The evening of June 10, 2007 was a momentous one. The Sopranos aired its final episode, baffling a rapt viewing public with a cut to black that continues to be debated twelve years later. But while the final few seconds of "Made in America" were burned into this country's cultural memory, few people recall the show that aired immediately after. It was the series premiere of John from Cincinnati, the existential surf-town tone poem from Deadwood creator David Milch. With its stylized dialogue and the creeping certainty that the elliptical Christ figure at its center was turning out to be actual, literal Jesus, John from Cincinnati confused the viewing audience far more than The Sopranos ever could. The show garnered few fans and died after one season, but it remains a historical artifact as HBO's first failed attempt to produce a viable heir to The Sopranos as their signature drama.
It's important to realize that four long years passed between the end of The Sopranos and the beginning of Game of Thrones, an period that saw HBO grasping for shows that might ignite the country in the same way as its New Jersey mobsters. There were niche critical successes like In Treatment and Treme, and shows with Sopranos-like pedigree like Boardwalk Empire. The closest HBO got to a show that seeped into the cultural DNA was True Blood, but Alan Ball's vampire drama was always far too gory, campy, and frankly uneven to properly fill the void.
Twelve years later, with Game of Thrones dive-bombing on a dragon into the annals of TV history, HBO once again finds itself in the position of searching for its next show that can demand attention in the same way.
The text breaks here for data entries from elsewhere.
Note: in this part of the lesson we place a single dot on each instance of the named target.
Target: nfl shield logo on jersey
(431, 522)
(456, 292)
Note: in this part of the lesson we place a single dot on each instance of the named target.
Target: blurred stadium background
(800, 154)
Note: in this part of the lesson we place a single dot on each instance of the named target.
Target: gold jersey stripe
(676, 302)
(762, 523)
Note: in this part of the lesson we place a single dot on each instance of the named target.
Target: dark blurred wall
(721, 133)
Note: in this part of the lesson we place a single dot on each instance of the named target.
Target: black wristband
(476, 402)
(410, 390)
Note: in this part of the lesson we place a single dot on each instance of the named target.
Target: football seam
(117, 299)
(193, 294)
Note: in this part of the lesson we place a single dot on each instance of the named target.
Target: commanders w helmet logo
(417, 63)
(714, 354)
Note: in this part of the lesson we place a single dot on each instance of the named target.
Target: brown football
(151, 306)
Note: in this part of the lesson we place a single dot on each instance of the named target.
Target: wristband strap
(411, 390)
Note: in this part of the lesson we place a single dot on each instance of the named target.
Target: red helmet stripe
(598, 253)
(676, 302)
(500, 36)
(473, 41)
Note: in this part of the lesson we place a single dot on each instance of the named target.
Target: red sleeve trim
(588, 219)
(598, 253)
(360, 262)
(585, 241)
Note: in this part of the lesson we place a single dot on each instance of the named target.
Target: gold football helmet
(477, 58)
At the very least, the show that will keep viewers from canceling their subscriptions. Just prior to the final GoT episode's airing. HBO ran a super-teaser that laid out all its upcoming programming, and at the very least it's clear that HBO is making an honest effort to find the next big thing. With a dozen or so new series plus high-profile returns like the impending Deadwood movie, and the second season of Big Little Lies, HBO would seem to have plenty of chances to strike gold.
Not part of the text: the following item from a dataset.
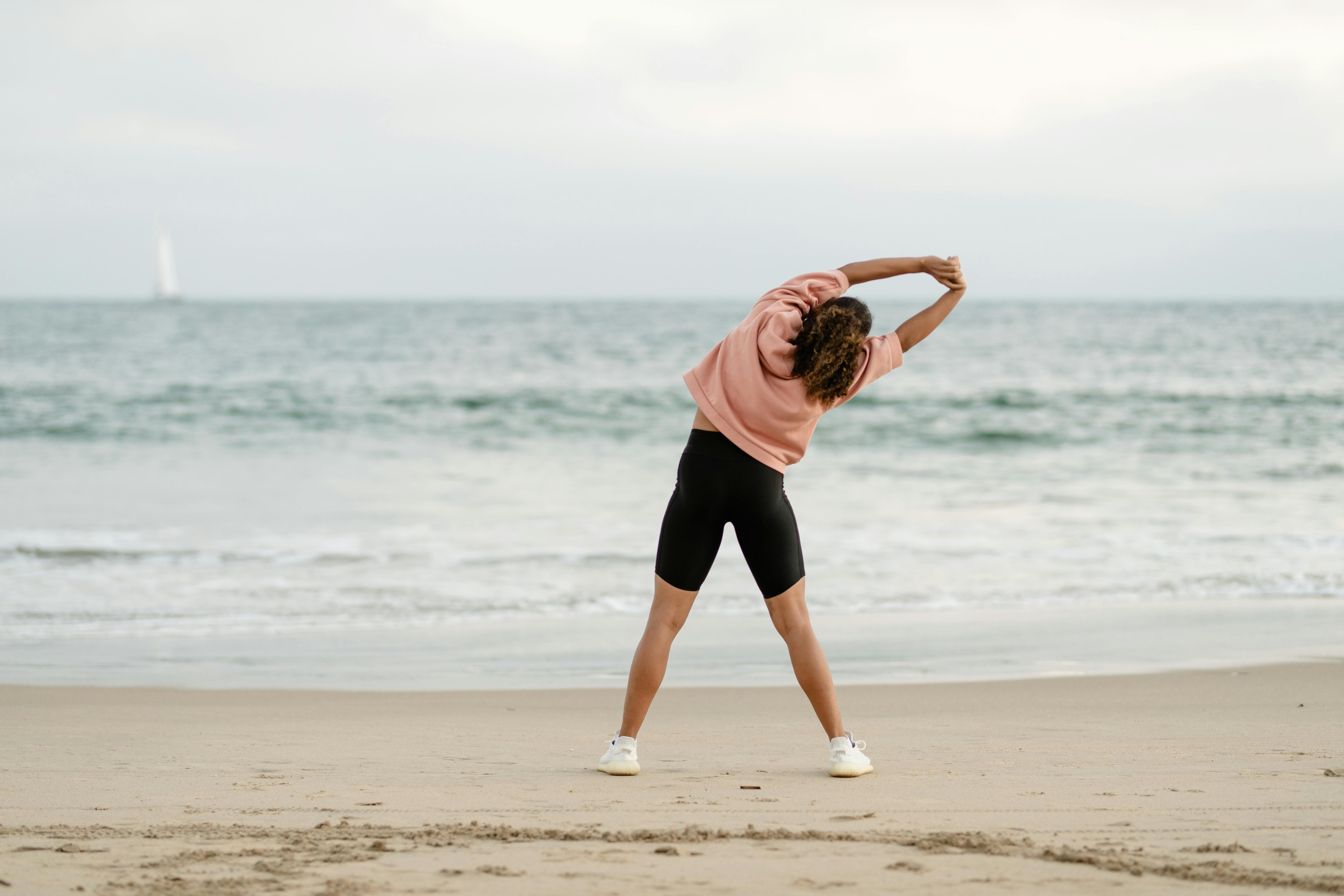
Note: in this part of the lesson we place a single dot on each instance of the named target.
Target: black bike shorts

Despite the high quality of returning shows like The Deuce, Insecure, High Maintenance, and Curb Your Enthusiasm, HBO is understandably focused on its future. Is there a chance that Big Little Lies transitions so successfully from a miniseries to an ongoing series that it'll pick up that GOT mantle? Perhaps. But stringing along the likes of Reese Witherspoon, Nicole Kidman, and now Meryl Streep for 5/6/7+ seasons seems an unlikely prospect. Really only two existing HBO properties earned placement on the following list of future hopefuls. With all due respect to The New Pope, for example, we've already seen the ceiling on how successful The Young Pope could be.
Using that super-teaser as a guide, here are the 12 new (and two returning) series and mini-series that have the best chances to ignite the public's imagination.
Show: Euphoria
Premise: Contemporary look at teenagers navigating the rules of sex, relationships, drugs, gender, trauma, social media, the whole melange of modern life.
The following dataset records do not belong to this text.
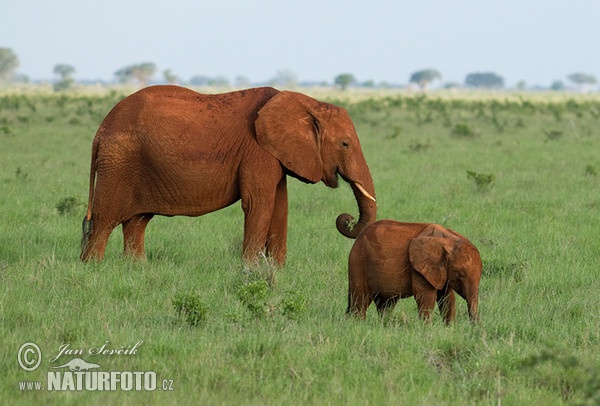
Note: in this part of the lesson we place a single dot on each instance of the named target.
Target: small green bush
(254, 296)
(463, 130)
(189, 308)
(68, 205)
(482, 181)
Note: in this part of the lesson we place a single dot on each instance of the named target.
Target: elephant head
(317, 141)
(441, 257)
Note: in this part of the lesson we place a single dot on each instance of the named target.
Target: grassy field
(517, 174)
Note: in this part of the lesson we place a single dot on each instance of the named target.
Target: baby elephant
(392, 260)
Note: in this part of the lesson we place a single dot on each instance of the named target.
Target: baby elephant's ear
(428, 256)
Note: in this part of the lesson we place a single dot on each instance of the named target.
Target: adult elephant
(167, 150)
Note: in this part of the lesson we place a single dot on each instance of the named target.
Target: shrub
(464, 130)
(189, 308)
(68, 205)
(482, 181)
(254, 296)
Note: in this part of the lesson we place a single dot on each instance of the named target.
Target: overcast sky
(380, 40)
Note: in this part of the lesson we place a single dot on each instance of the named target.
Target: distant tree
(170, 77)
(200, 80)
(368, 83)
(424, 77)
(284, 78)
(582, 80)
(65, 72)
(241, 82)
(8, 64)
(218, 81)
(344, 80)
(557, 85)
(141, 72)
(487, 80)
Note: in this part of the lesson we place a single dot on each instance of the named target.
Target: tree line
(142, 73)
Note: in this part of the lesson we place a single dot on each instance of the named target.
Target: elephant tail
(87, 220)
(88, 216)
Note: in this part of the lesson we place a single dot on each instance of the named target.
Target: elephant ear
(428, 256)
(288, 129)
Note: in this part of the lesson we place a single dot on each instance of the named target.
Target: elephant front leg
(447, 304)
(133, 235)
(277, 235)
(258, 213)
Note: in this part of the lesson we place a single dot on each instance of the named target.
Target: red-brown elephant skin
(391, 260)
(167, 150)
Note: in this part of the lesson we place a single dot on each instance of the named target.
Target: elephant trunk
(367, 207)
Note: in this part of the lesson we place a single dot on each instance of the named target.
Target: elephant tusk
(364, 192)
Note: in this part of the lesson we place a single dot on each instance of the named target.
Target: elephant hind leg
(133, 235)
(358, 302)
(447, 304)
(95, 237)
(385, 304)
Talent Involved: Creator Sam Levinson (son of Oscar-winning director Barry Levinson) is adapting from the original Israeli series. Levinson previously directed the divisive film Assassination Nation, which dealt with similar themes in a a self-consciously confrontational manner. The cast is headlined by Zendaya, Algee Smith (Detroit), Storm Reid (A Wrinkle in Time), and Maude Apatow.
Premiere: June 16
Show: Years and Years
Premise: British import about an English family dealing with their lives and relationships all under the rise of an outrageous celebrity who becomes a lightning-rod political figure.
Talent Involved: The series comes from acclaimed creator Russell T. Davies (Queer as Folk; Doctor Who) and stars Emma Thompson as the seemingly Trumpian political figure. Rory Kinnear, Russell Tovey, and Anne Reid play members of the central Lyons family.
Premiere: June 24
Show: The Righteous Gemstones
Premise: A family of famous (and infamous) televangelists praise Jesus' name all while acting out in various greedy and deviant ways.
Talent Involved: Creator Danny McBride seeks to re-capture the Eastbound and Down energy as he also stars, alongside John Goodman and Adam Devine.
Premiere: August
Show: Succession
Premise: One of the two current HBO series that feels like it has a chance to become THE show, at least for the moment. Season 1 — which followed the back-stabby antics of the Roy family as they scrambled to maintain control of the family media empire when patriarch Brian Cox was on death's door — crept up on a lot of people who initially dismissed it as an unpleasant drama about awful people. By season's end, an increasingly vocal audience was fully onboard a show that was a lot more slyly comedic than it had let on. Season 2 has the potential to be a significant leap.
Talent Involved: Creator Jesse Armstrong (The Thick of It) benefits from an A+ cast that includes Cox, Jeremy Strong, Sarah Snook, Kieran Culkin, Hiam Abbass, and Matthew Macfadyen.
Premiere: August
Show: Watchmen
Premise: The story is being kept under tight wraps, and not even the trailer offers much. We do know that the series takes place in the world of Alan Moore's graphic novel but after the events that were depicted in Watchmen.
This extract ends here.